Author: College of Engineering

Sue Hill is the Digital Content Manager for the College of Engineering.

Fridays with Fuhrmann: Why Do We Teach?

Why Do We Teach?
Why Do We Teach?

In my last post, I raised the question of why we do research in a university setting.  My main point, which I hope I made clear enough, is that we should have research programs because we are passionate about the work itself, and not for some other reason such as supporting a PhD program.  While PhD programs are an important part of what we do, I believe strongly that we cannot be effective advisors and mentors for PhD students—training our replacements, essentially—unless we are good at research in the first place, in our own right.

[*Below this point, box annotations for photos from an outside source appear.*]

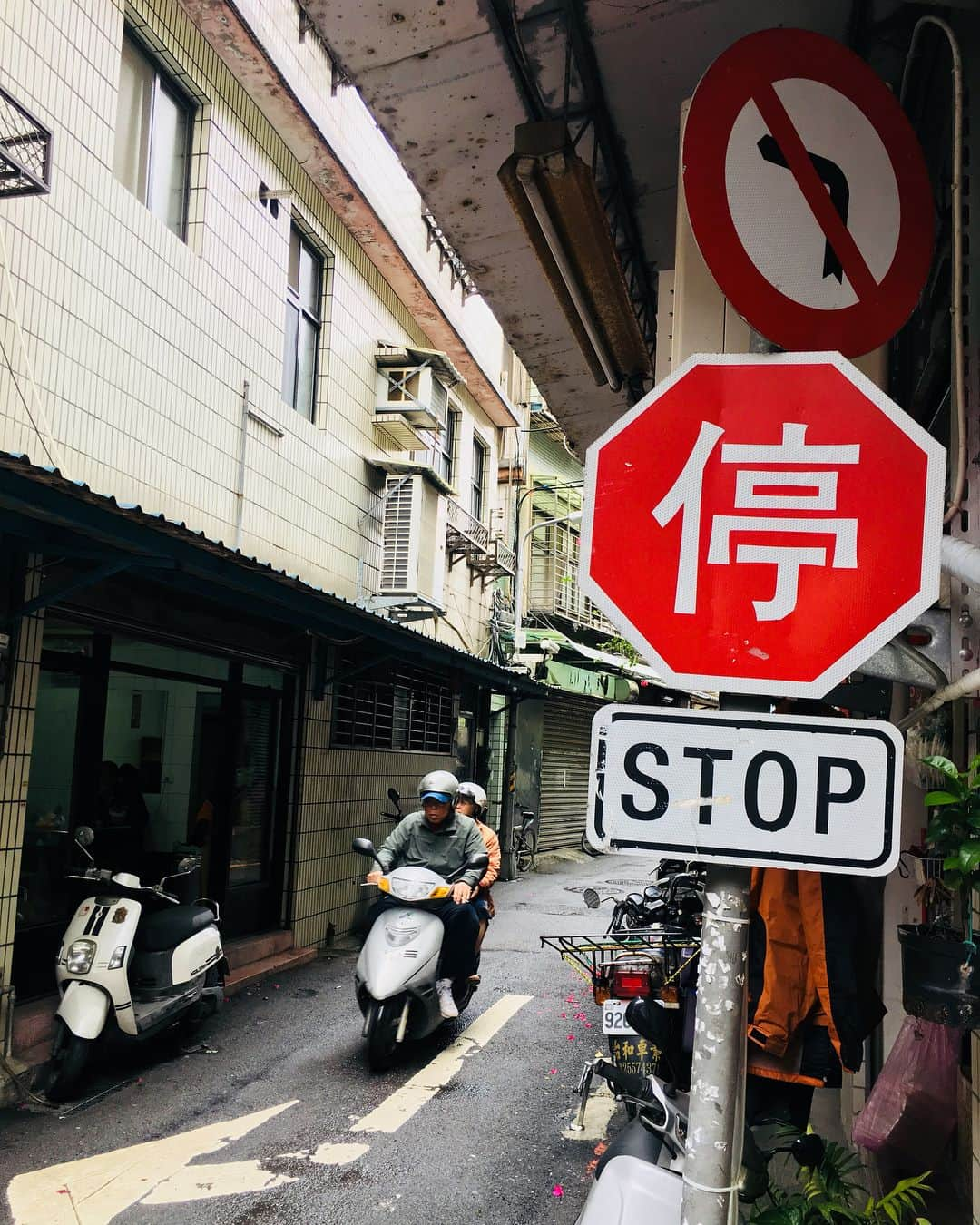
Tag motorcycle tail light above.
[612,970,651,1000]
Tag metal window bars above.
[0,86,54,197]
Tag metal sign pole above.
[681,691,772,1225]
[681,865,750,1225]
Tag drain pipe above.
[898,536,980,731]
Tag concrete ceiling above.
[304,0,887,447]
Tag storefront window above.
[15,613,291,996]
[17,668,81,926]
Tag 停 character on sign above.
[653,421,861,621]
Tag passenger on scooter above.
[367,770,484,1019]
[456,783,500,953]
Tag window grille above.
[332,655,455,753]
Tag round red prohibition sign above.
[683,29,932,357]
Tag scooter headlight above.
[385,919,419,948]
[389,881,433,902]
[65,939,98,974]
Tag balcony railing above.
[528,553,616,636]
[446,498,490,557]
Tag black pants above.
[365,897,480,979]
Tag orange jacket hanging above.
[749,867,885,1086]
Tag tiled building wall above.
[0,0,505,651]
[289,671,456,945]
[0,561,44,1054]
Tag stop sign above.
[581,353,946,697]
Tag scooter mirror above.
[789,1133,825,1170]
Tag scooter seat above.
[136,906,214,953]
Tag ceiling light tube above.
[517,157,622,391]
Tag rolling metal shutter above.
[538,693,604,850]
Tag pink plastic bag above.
[854,1017,962,1173]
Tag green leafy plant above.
[749,1143,932,1225]
[923,753,980,895]
[599,633,641,664]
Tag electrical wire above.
[898,15,968,523]
[0,225,65,475]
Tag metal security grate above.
[0,86,53,197]
[333,655,456,753]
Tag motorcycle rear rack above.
[540,927,701,984]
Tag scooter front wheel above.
[42,1017,92,1102]
[368,996,405,1072]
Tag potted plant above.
[748,1137,932,1225]
[898,755,980,1028]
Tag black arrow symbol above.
[759,133,850,284]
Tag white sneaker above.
[436,979,459,1021]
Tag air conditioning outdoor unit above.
[378,474,446,604]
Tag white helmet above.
[419,769,459,804]
[456,783,486,817]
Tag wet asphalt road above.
[0,857,652,1225]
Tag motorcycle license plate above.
[603,1000,636,1034]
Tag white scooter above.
[354,838,490,1072]
[42,826,227,1102]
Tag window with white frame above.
[283,225,323,421]
[469,434,487,523]
[433,408,459,485]
[113,29,193,238]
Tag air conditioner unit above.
[378,474,446,605]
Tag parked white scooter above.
[354,838,490,1072]
[43,826,227,1102]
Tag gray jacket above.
[377,812,486,888]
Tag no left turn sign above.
[683,29,932,357]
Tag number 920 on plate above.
[603,1000,636,1034]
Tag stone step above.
[221,930,293,970]
[224,946,316,996]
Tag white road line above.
[350,995,534,1133]
[7,1102,297,1225]
[140,1161,297,1204]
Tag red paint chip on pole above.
[683,29,934,357]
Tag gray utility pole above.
[681,865,750,1225]
[681,693,772,1225]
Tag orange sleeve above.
[476,821,500,889]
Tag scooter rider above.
[456,783,500,953]
[367,769,484,1019]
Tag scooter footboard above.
[576,1156,683,1225]
[55,979,109,1039]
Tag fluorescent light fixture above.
[498,120,651,391]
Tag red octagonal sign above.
[581,353,946,697]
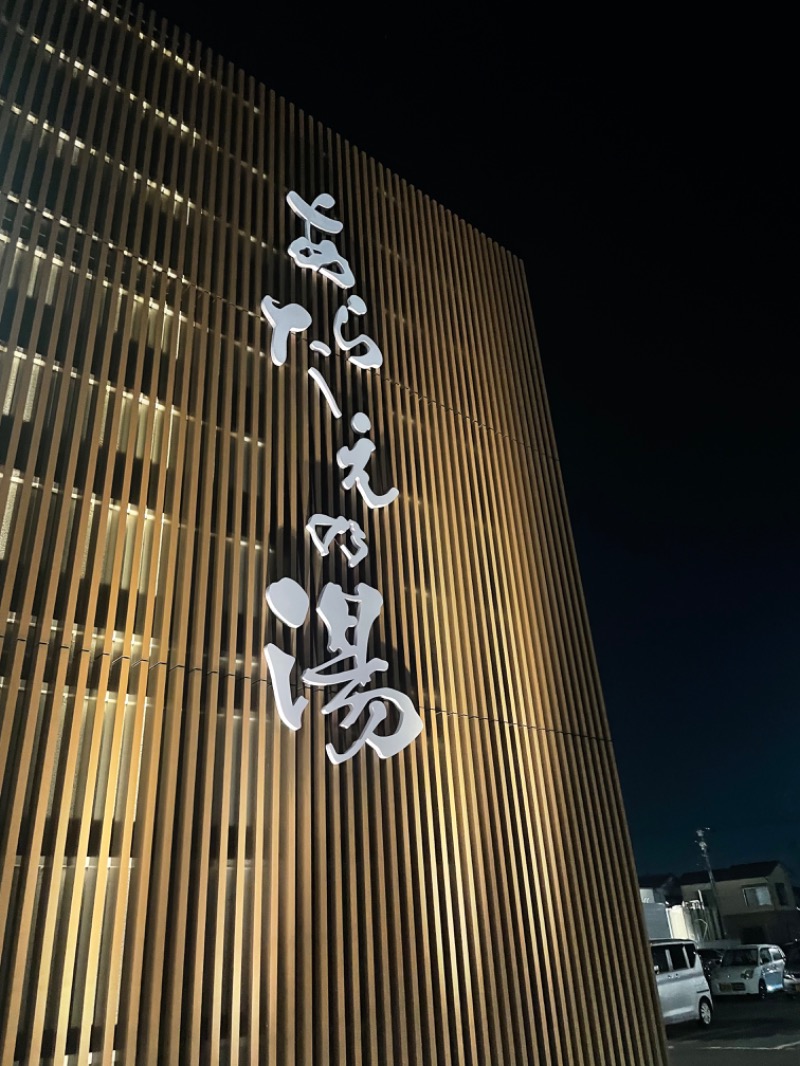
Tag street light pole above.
[694,826,725,940]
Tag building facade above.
[681,859,800,944]
[0,0,666,1066]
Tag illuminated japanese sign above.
[261,192,422,763]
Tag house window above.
[742,885,772,907]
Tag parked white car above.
[783,943,800,996]
[650,940,713,1025]
[711,943,786,999]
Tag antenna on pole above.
[694,825,725,938]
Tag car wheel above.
[698,997,711,1029]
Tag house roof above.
[639,873,675,888]
[679,859,780,885]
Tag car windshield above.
[722,948,758,966]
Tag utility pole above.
[694,826,725,940]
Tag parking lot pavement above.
[667,996,800,1066]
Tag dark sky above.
[149,0,800,883]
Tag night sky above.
[147,6,800,884]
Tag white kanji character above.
[261,296,311,367]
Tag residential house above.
[681,859,800,944]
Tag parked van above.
[711,943,786,999]
[650,940,713,1027]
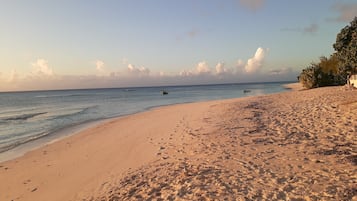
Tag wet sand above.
[0,87,357,200]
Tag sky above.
[0,0,357,91]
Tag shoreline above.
[0,87,357,200]
[0,83,296,163]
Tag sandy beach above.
[0,87,357,201]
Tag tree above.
[298,54,341,89]
[333,17,357,81]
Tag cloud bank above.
[0,47,298,91]
[244,47,268,73]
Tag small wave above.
[51,105,98,119]
[3,112,47,121]
[35,94,89,98]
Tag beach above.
[0,86,357,201]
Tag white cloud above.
[95,60,104,72]
[239,0,264,11]
[216,62,229,75]
[269,68,293,75]
[128,64,150,76]
[31,59,53,76]
[328,3,357,22]
[244,47,267,73]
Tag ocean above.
[0,82,287,160]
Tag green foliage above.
[298,55,341,89]
[333,17,357,79]
[298,17,357,89]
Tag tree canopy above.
[333,17,357,77]
[298,17,357,89]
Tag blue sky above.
[0,0,357,91]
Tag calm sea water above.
[0,83,286,156]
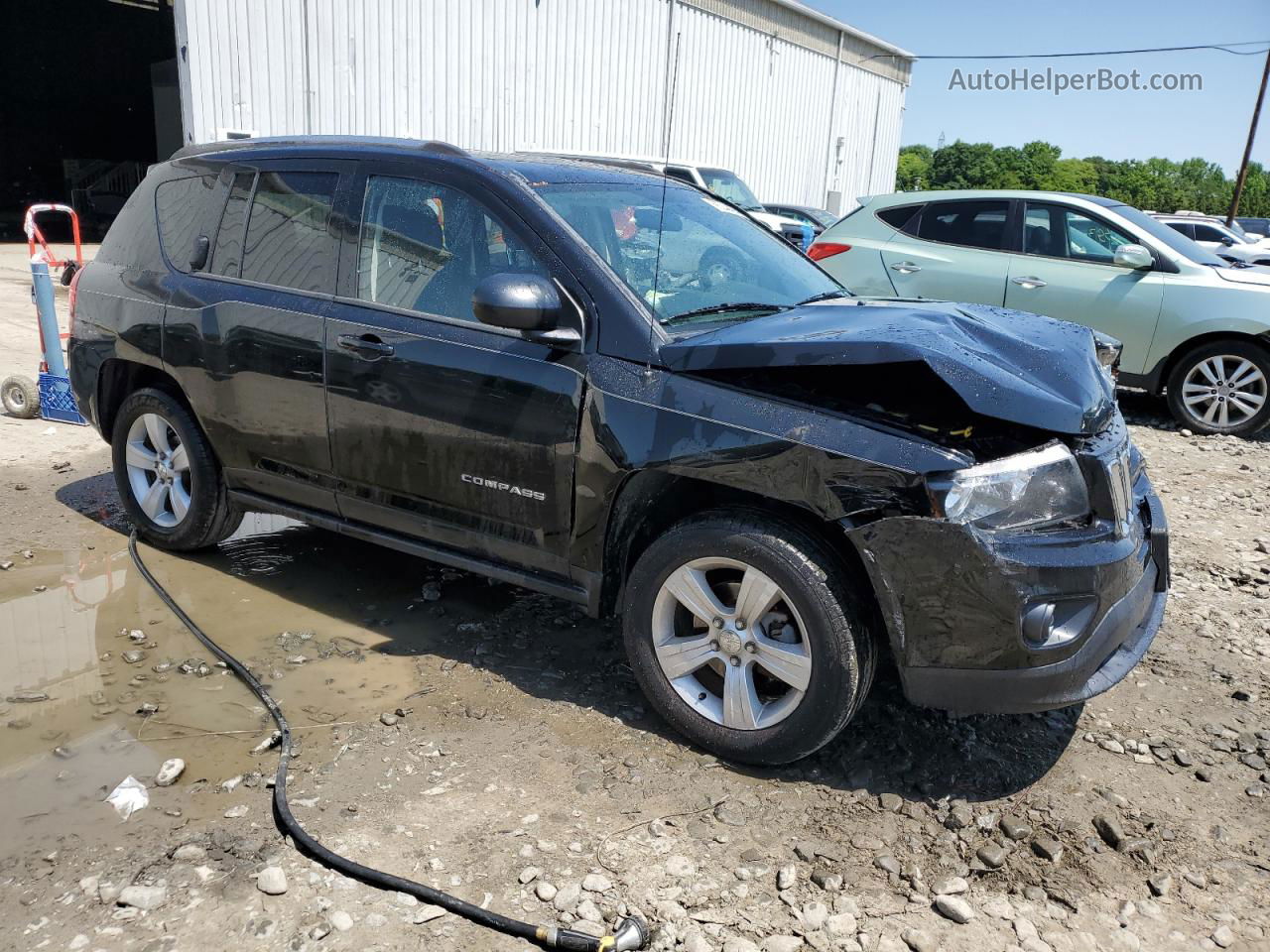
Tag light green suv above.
[809,191,1270,435]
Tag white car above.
[1156,214,1270,264]
[808,190,1270,435]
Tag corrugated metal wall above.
[177,0,907,204]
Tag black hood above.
[661,298,1114,434]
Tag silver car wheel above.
[652,558,812,731]
[1183,354,1270,429]
[124,414,190,530]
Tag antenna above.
[644,33,682,376]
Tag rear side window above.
[917,199,1010,251]
[155,176,223,273]
[242,172,339,294]
[208,172,255,278]
[95,178,167,272]
[877,204,925,237]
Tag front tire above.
[622,512,876,765]
[1167,340,1270,436]
[110,389,242,552]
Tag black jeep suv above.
[69,139,1169,763]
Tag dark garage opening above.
[0,0,181,241]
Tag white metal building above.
[176,0,913,210]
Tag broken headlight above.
[929,443,1089,530]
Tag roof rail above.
[419,139,471,159]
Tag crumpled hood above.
[661,298,1114,434]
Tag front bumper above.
[848,472,1169,713]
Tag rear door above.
[881,198,1012,307]
[1006,202,1166,373]
[325,163,584,575]
[164,159,353,512]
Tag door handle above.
[335,334,394,361]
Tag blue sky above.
[806,0,1270,176]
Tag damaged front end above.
[672,300,1169,712]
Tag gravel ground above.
[0,261,1270,952]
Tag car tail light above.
[807,241,851,262]
[66,268,83,336]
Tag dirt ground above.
[0,250,1270,952]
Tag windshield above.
[537,180,845,327]
[1111,204,1229,268]
[698,169,766,212]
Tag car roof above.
[169,136,687,187]
[861,187,1124,208]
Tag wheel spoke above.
[756,636,812,690]
[141,414,172,453]
[655,635,715,680]
[140,479,168,521]
[666,565,730,625]
[1226,361,1262,390]
[123,441,159,470]
[168,480,190,522]
[736,566,781,629]
[722,663,763,731]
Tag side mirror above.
[1111,245,1156,268]
[190,235,212,272]
[472,272,560,331]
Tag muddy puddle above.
[0,516,525,849]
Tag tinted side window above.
[877,204,922,237]
[917,199,1010,251]
[155,176,219,273]
[242,172,339,294]
[96,178,167,272]
[207,172,255,278]
[357,176,548,321]
[1193,222,1225,241]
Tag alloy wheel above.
[652,558,812,730]
[124,414,191,530]
[1183,354,1270,429]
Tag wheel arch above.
[599,470,883,631]
[1147,330,1270,396]
[96,357,197,443]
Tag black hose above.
[128,530,648,952]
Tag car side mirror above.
[472,272,562,331]
[190,235,212,272]
[1111,245,1156,268]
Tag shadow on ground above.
[58,475,1080,802]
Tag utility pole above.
[1225,50,1270,227]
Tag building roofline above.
[772,0,918,62]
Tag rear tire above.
[622,512,877,765]
[1167,340,1270,436]
[0,375,40,420]
[110,387,242,552]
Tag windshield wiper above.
[661,300,789,325]
[798,289,851,307]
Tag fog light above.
[1022,595,1098,649]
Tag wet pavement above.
[0,514,516,847]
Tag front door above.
[1006,202,1165,373]
[164,159,353,512]
[326,163,584,576]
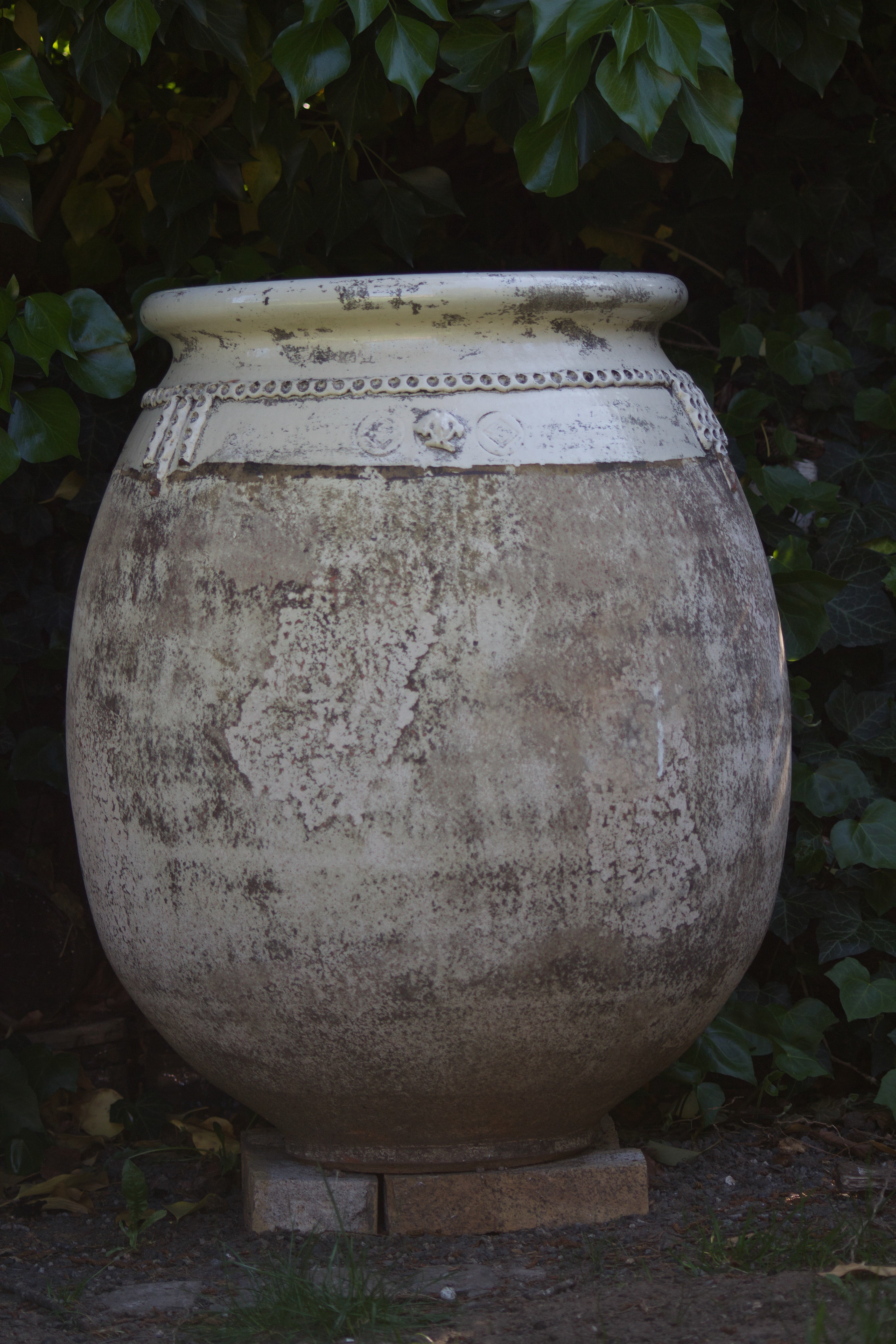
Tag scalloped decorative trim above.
[141,368,727,479]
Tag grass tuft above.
[677,1200,896,1274]
[198,1231,450,1344]
[806,1282,896,1344]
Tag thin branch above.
[620,228,725,285]
[830,1055,880,1087]
[188,79,240,140]
[34,102,99,238]
[660,336,719,355]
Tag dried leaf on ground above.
[165,1192,220,1223]
[71,1087,125,1138]
[168,1116,239,1153]
[821,1262,896,1278]
[642,1140,703,1167]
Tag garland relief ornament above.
[67,271,790,1172]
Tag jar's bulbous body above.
[68,274,790,1171]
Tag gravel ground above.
[0,1116,896,1344]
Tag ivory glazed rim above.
[141,270,688,347]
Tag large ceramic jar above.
[68,271,788,1171]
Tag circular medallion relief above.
[477,411,524,457]
[355,411,402,457]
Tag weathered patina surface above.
[68,277,790,1171]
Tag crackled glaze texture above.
[68,273,790,1171]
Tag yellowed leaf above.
[12,0,40,57]
[165,1195,212,1223]
[7,1172,71,1204]
[242,144,282,207]
[172,1116,239,1153]
[73,1087,125,1138]
[134,168,156,211]
[67,1169,109,1191]
[62,181,116,246]
[43,1195,93,1214]
[821,1261,896,1278]
[236,200,258,234]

Having addressed that question, an obvious companion question came to mind—why do we teach?  At first, my motivation for addressing this was only out of symmetry.  Normally, when I realize I am about to do something for that reason, I remember the old adage “foolish consistency is the hobgoblin of little minds” and then go ahead and do it anyway.  In this case, however, raising the question itself was an opportunity for me to explore some of my own life choices.  This was one of those cases where, having decided on a topic, I was not entirely clear on the points I was going to make until I was done writing! Hopefully you will find a little more clarity below, and if not I hope this might stir any readers who are teachers to ask the same question of himself or herself.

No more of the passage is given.